Does anyone have examples of tight discourse integration on a non-blog site or sites across multiple domains to share?

Looking over the Discourse API, a lot should be possible deeply integrating discourse with separate domains. I am personally interested in using Discourse as the backbone for community features across some gaming related content sites. Embedded discussions and single sign-on at a minimum, which I have pretty much done without even using the API. Fantastic system.

I have not spent the necessary time yet to get it right, so my current setup is jarring for users and most bounce after clicking “continue discussion” or “start discussion”. I would love to see some advanced examples before I really dig into fixing the obvious.

If this doesn’t belong in support feel free to move, figured it was this or uncategorized.

Thanks

One thing that I did on a community and people loved, was integrating the notifications.

The main site had notification and many apps that made people be there a lot of time. I merged the forum notifications and the main site notifications, all came trough the same websockets connection and where interleaved and had the same look.

Other obvious integrations, are the SSO, avatars, search results and last post widgets on home page.

6 Likes

Integrated notifications and search I actually hadn’t given much thought, those are great ideas. Was this a multi-domain setup? Would love to see your work if public, sounds great.

Unfortunately it was all on a intranet :frowning:.

Yes, they where on a different domain. But all calls to Discourse API are made in the backend, so you won’t have CORS problems and cache calls when needed. Since you have SSO, you know the user account on the main site and on the forum, so it’s easy to extract the data.

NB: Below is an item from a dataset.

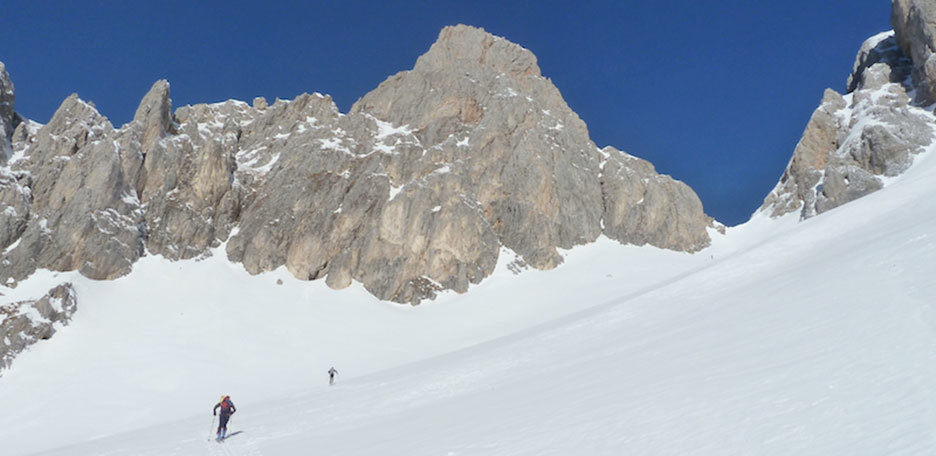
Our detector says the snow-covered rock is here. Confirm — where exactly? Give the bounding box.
[0,283,78,370]
[0,25,712,303]
[760,32,936,219]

Search is easy. When a user executes a search, your backend call your main site search and discourse search at the same time. When both returns (or one of then timeouts) you merge the data and return to user. Make the both calls concurrent and it will be fast.

This is a little more involved, you need to:

  1. listen to new notifications (rails model callback),

  2. transform Discourse notification data into your site format (Discourse doesn’t store the notification link destination in a very straightforward manner)

  3. Publish the transformed notification using your current site system.

3 Likes

Wouldn’t a webhook on notification be a bit easier here?

3 Likes

Well, 2 years ago Discourse didn’t had webhooks :stuck_out_tongue:.

But today, creating a webhook on notifications may be feasible. Even if it would require a bigger sidekiq poll for some forums.

2 Likes

Too bad on the intranet :frowning: . Thanks the tips though @Falco! The search implementation you are describing is basically what I would do too. Websocket notifications would likely scope my project too much at this stage, but that’s super cool.

Have you done anything exceptional with the companion posts on discord for pages with embedded discussions? The results I am getting with the default configuration are poor, mostly because its not blog content and the target page html is complex.

My thought here would be to do a custom RSS feed specifically for companion posts, since that functionality seems well developed in Discord. For reference, I’m talking about creating an RSS feed for content like this character page, which is pretty hacky. Know a better way?

What I’ve tested so far is targeting specific page elements (didn’t work well) and using a hidden div with forum markup (super hacky).